At March 31, 2011, three of the Company’ s subsidiaries had a Standby Bond Purchase Agreement ("SBPA") of $455
million, which was due to expire in November 2011. On November 22, 2011, the Company amended the SBPA to have
a limit of $500 million and expiring on November 20, 2012. This agreement was available to provide liquidity support
for $483 million of the Company s long-term bonds in tax-exempt commercial paper mode. The Company has classified
this debt as long-term due to its intent and ability to refinance the debt on a long-term basis in the event of a failure to
remarket the bonds. NGUSA, together with other affiliates of National Grid Plc., has rights to issue debt under a $850
million syndicated revolving credit facility which can be drawn upon at any time until its maturity in November 2015
and may be used, if needed, to refinance the tax-exempt commercial paper on a long-term basis. This facility has a
number of financial and non-financial covenants which the Company is obliged to meet. At March 31, 2012 and March
31, 2011, the Company was in compliance with all covenants.

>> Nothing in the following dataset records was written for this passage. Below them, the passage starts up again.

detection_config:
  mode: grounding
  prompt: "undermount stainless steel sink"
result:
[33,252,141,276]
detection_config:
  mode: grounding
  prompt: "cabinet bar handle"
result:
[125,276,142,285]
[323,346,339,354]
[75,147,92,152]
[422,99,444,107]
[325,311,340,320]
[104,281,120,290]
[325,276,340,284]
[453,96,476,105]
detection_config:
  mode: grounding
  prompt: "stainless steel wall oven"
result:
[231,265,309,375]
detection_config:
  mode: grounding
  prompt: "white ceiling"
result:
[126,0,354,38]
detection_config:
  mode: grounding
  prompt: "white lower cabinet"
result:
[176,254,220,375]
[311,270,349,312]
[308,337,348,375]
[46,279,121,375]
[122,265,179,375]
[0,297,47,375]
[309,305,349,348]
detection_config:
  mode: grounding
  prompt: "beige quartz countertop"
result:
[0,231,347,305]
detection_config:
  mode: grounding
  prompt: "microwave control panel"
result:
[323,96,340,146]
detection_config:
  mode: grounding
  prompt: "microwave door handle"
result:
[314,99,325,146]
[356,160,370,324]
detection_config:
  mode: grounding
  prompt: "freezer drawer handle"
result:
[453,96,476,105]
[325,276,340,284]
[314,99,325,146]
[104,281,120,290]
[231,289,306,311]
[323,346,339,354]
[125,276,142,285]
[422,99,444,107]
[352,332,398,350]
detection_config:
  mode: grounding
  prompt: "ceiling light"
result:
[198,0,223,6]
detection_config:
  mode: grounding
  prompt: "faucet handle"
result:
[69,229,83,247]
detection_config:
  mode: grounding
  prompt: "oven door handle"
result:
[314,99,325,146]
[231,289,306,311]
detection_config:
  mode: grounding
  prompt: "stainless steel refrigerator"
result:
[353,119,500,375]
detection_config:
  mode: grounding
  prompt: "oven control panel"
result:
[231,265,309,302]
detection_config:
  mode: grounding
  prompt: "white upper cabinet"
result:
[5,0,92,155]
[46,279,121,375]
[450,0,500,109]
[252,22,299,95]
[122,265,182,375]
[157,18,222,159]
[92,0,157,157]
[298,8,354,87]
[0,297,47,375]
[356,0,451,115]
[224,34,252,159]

Industrial Development Revenue Bonds
At March 31, 2012 and March 31, 2011, KeySpan had outstanding $128 million of tax-exempt bonds with a 5.25%
coupon maturing in June 2027, $53 million of these Industrial Development Revenue Bonds were issued on its behalf
through the Nassau County Industrial Development Authority for the construction of the Glenwood Energy Center, an
electric-generation peaking plant, and the balance of $75 million was issued on its behalf by the Suffolk County
Industrial Development Authority for the Port Jefferson Energy Center an electric-generation peaking plant. KeySpan
has guaranteed all payment obligations of these subsidiaries with regard to these bonds.
Committed Facility Agreements
At March 31, 2011, NGUSA had three committed bank loans outstanding totaling $500 million which mature in 2014.

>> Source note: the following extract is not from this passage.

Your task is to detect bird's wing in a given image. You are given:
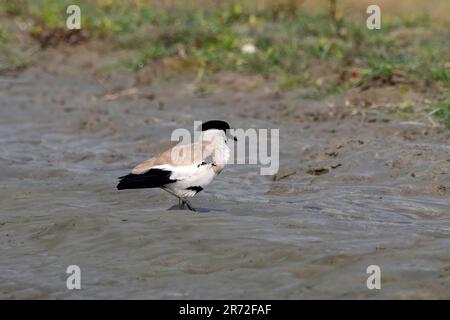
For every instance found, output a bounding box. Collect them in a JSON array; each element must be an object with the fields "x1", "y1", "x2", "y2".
[{"x1": 131, "y1": 142, "x2": 214, "y2": 174}]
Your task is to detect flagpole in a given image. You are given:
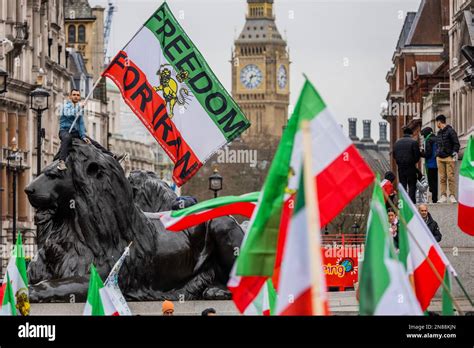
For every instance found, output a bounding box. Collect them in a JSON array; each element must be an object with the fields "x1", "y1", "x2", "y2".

These loans are used to provide funds for working capital needs. The interest rates on these bank loans were reset
periodically and are set at 0.90% over the London Interbank Offered Rate (“LIBOR”). These bank loans have since been
repaid in full and were no longer outstanding as of March 31, 2012.

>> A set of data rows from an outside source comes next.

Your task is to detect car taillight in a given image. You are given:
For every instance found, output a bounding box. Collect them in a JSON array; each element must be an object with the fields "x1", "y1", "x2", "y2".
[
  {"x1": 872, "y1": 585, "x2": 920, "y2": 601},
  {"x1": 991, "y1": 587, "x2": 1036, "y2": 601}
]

At March 31, 2012, NGUSA and certain of its affiliated companies have a committed revolving credit facility of $850
million which matures in November 2015. This facility, bearing interest at LIBOR plus 0.6%, has not been drawn
against and therefore there is no balance outstanding. NGUSA and its affiliated companies which are signatories to this
arrangement can all draw on this facility in a variety of currencies as needed, but the aggregate borrowings across the
group cannot exceed the $850 million limit. The terms of the facility restrict the borrowing of all US registered
subsidiaries of the Company to $18 billion excluding intercompany indebtedness. Additionally, this facility has a
number of non-financial covenants which the Company is obliged to meet. At March 31, 2012 and March 31, 2011, the
Company was in compliance with all covenants.
Intercompany Notes Payable
At March 31, 2012, the Company had intercompany notes due to Parent of $500 million at an interest rate ranging from
0.7% to 0.9% over LIBOR, due November 2012 through November 2015. At March 31, 2011, the Company had
intercompany notes due to Parent of $550 million at an interest rate ranging from 0.6% to 0.9% over LIBOR, due
February 2011 through November 2015.